Opinion: Watson vows no going back on forced annexation

Staff File Photo By Matt Hamilton / State Sen. Bo Watson, R-Hixson, says a new bill he is sponsoring won't undo the legislation he and the late state Rep. Mike Carter passed in 2014 ending forced annexation.
Staff File Photo By Matt Hamilton / State Sen. Bo Watson, R-Hixson, says a new bill he is sponsoring won't undo the legislation he and the late state Rep. Mike Carter passed in 2014 ending forced annexation.

The word "annexation" in a new bill filed in the Tennessee General Assembly has spooked people afraid the state may be seeking to return to the day when municipalities could gobble up unincorporated territory at will.

However, the bill is doing nothing of the sort, state Sen. Bo Watson, R-Hixson, said. He along with the late state Rep. Mike Carter shepherded the 2014 bill that stopped forced annexation, and he has sponsored the current bill.

The bill, as introduced, "deletes [the] requirement that municipalities adopt a comprehensive growth plan and have an approved urban growth boundary prior to annexing unincorporated territory."

The bill's intent, Watson said, is to eliminate the bureaucracy attached to comprehensive growth plans, which were created for local governments to delineate defined boundaries for potential annexation or incorporation over the coming 20 years. The committees that create the plans and update them every few years are required to include representatives of each of the cities and the county mayor, or executive, plus representatives of the soil conservation district, utilities, school systems, chambers of commerce, and others representing environmental, construction, and homeowner interests.

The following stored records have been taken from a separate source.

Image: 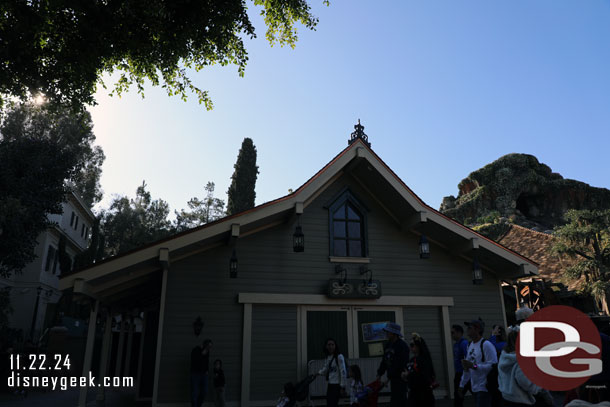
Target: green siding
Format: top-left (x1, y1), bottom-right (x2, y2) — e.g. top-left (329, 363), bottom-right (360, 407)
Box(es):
top-left (159, 176), bottom-right (502, 402)
top-left (250, 305), bottom-right (297, 400)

The committees then submit the plans to their county commissions and municipal governing bodies and must include certain planning studies and land use projections about the type of comprehensive growth plan that is desired.

The question is since annexation by ordinance is no longer possible, Watson said during an interview with this page, "do we need all these pre-determined boundaries? Do we need all of these growth plans?"

Several groups such Friends of Hamilton and Patriots Engage have suggested the bill is a back-door path to annexation, allowing municipalities no longer bound by a growth plan to annex territory not necessarily contiguous to their border.

"FOH has a history on the hard-fought right to restore private property rights to the Citizens of Tennessee," a post on the Friends of Hamilton Facebook page states, "for the right to vote on annexation and protect their private property rights [from] corrupt cities like Chattanooga telling citizens they will ticket them for going to church during covid. Citizens want less government!"

In a posted response denying the bill has any nefarious intent, Watson said, "Absolutely not! We are considering whether the growth boundary statutes are necessary now that forced annexation has been eliminated by myself and Rep Carter. Rep Carter and I frequently discussed repealing Chapter 1101 [which provides the development of growth plans] or modifying it. I'm continuing that work. Next step is deannexation which Rep Carter and I also worked on together. Let me be clear -- there is absolutely no intent to repeal the work Rep Carter and I did on annexation."

Some hearing about new bill may have thought annexation as an entity was eliminated by Watson's and Carter's bill, but annexation remains a viable way for municipalities to grow. The difference now is that those annexation plans must have permission of the people being annexed or must be affirmed by a majority of votes in a referendum.

The new bill, Watson said, "doesn't change how the process of annexation occurs."

With the intent of his bill and no more comprehensive growth plans in place, Chattanooga and Soddy-Daisy, for example, could compete for unincorporated territory, he said. And he said the territory would have to be contiguous to the municipality. But whichever municipality plans to annex the territory still would have to have permission of the people they seek to annex.

Watson said if there is something he and House sponsor William Lamberth have missed, and there is some glitch in the law that would change the intent of what they want it to do, "we are not going to do it."

"That's how legislation works," he said. "We can't talk about it if we don't introduce it. The intent of Rep. Carter and I is that annexation should be a challenging process -- not by ordinance."

Friends of Hamilton spokesman Chris Matthews, in an article on the Tennessee Conservative website, said deannexation rather than any potential return to forced annexation should be on the minds of legislators.

"There should be a vehicle for deannexation," he said. "Cordova successfully deannexed from Memphis. Bills were introduced in the past, but never made it into law."

Watson said that will have to come separately. He said such plans had been part of annexation bills in the mid 2010s, but "we couldn't get it all done. We had to pull it out."

As for now, he said, "[deannexation is] a completely different conversation."

We believe the Hixson state senator when he says he has no designs on reversing the annexation bill he and Carter worked on so tirelessly and so long, and we also believe he would be the first to pull his new bill if he thought there was any danger of any back-door annexation occurring. Still, his bill is certain to have more than a few eyes on it.